Innen und außen verschwimmen ineinander. Wer Viktor Orbán in den letzten zwölf Jahren bei der Arbeit zugesehen hat, der weiß, dass man die freiheitlich-demokratische Verfassungsordnung nicht stürzen, nicht von außen überrennen muss, um sie zu zerstören. Viel effizienter ist es, ihre inneren Schwachstellen aufzuspüren und auszunützen, bis sie sich gegen sich selber wendet und zu einem bloßen Werkzeug des Machterhalts der Regierung wird. Als Orbán damit anfing, waren die Extremisten bei Jobbik oder noch weiter draußen. Orbáns Fidesz-Partei repräsentierte die bürgerlich-konservative Mitte.

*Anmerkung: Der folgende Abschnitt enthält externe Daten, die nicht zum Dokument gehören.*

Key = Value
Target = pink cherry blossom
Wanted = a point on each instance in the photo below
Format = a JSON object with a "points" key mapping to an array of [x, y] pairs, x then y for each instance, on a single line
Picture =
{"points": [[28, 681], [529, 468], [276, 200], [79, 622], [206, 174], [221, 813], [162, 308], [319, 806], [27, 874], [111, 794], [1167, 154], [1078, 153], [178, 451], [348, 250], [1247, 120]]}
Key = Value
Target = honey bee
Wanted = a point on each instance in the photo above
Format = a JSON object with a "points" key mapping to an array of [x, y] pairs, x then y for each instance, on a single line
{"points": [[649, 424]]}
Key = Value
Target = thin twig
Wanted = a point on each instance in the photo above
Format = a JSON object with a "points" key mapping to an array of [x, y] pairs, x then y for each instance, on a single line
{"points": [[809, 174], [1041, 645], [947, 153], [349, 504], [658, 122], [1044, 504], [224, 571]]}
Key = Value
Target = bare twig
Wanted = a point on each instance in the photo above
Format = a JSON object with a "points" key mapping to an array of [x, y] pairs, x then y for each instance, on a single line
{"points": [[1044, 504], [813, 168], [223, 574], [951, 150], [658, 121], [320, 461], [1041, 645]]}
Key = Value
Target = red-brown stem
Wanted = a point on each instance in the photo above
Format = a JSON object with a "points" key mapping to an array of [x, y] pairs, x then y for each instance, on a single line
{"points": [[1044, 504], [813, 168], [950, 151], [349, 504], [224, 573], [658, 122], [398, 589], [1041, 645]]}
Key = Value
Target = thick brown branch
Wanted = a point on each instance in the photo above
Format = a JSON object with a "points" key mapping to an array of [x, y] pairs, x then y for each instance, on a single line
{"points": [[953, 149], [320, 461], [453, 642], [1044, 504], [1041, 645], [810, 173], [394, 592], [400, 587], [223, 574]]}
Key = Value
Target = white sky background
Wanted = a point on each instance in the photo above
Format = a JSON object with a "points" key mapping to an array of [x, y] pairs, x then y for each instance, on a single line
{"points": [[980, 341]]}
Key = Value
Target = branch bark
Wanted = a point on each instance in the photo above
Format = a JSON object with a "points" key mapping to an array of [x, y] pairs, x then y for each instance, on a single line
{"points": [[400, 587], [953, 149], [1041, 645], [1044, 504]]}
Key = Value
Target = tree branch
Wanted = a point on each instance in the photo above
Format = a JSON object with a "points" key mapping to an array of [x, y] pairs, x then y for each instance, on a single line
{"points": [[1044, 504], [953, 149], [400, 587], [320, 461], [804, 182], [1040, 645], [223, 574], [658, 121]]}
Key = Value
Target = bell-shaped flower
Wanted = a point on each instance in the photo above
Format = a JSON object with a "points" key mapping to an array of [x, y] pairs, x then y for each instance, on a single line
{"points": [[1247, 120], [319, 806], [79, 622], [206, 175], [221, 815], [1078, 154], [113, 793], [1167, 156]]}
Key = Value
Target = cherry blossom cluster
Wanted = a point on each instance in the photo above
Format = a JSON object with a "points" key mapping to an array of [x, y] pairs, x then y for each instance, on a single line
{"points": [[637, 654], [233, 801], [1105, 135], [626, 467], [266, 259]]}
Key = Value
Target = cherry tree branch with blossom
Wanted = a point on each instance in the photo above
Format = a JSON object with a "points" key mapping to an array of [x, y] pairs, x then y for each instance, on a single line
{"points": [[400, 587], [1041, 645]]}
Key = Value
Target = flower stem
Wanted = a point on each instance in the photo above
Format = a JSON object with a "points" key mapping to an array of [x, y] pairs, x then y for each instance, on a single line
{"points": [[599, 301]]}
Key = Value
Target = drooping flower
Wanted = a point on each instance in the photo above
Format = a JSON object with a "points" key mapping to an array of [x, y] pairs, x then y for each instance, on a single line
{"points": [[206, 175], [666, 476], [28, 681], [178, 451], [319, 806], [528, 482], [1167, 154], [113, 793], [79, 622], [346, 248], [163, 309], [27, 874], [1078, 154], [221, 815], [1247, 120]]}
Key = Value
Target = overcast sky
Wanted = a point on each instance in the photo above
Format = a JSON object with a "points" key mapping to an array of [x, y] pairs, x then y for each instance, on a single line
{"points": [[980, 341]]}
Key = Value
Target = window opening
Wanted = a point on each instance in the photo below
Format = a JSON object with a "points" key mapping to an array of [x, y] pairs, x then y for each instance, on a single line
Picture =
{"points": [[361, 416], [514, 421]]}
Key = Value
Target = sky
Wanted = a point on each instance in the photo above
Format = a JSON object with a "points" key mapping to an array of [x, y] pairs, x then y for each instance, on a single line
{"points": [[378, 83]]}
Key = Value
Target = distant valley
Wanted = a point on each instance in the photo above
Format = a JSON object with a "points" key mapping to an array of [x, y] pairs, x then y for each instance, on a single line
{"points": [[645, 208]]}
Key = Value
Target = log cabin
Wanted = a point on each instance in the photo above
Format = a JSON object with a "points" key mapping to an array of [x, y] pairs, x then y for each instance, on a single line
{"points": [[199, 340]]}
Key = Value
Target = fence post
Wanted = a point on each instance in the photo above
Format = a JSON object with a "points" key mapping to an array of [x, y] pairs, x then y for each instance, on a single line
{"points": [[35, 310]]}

In Deutschland ist die NPD längst sogar zum Verbotenwerden zu unbedeutend. Ihre Stelle hat die AfD eingenommen, die sich mit vor Eifer schwitzigen Händen als die glühendsten Grundgesetz-Fans inszeniert, die die Republik je gesehen hat (ich will da nicht hin verlinken, aber wenn Sie’s nicht glauben und über eine hinreichend robuste Verdauung verfügen, googeln Sie mal “Stephan Brandner Gemeinsam für das Grundgesetz”).

Dass sich die Rechte gerade leicht tut, Wahlen zu gewinnen, wundert mich nicht. In Zeiten wie diesen ist für viele Menschen in Europa das Versprechen sehr attraktiv, ihnen noch für eine Weile die Zumutung vom Leib zu halten, die externalisierten Kosten unserer Ernährung, unseres Energiekonsums, unserer Gesellschafts-, Außen- und Wirtschaftspolitik wieder internalisieren zu müssen. Je weniger jemand hat, desto attraktiver. Das macht es für die Linke so schwer.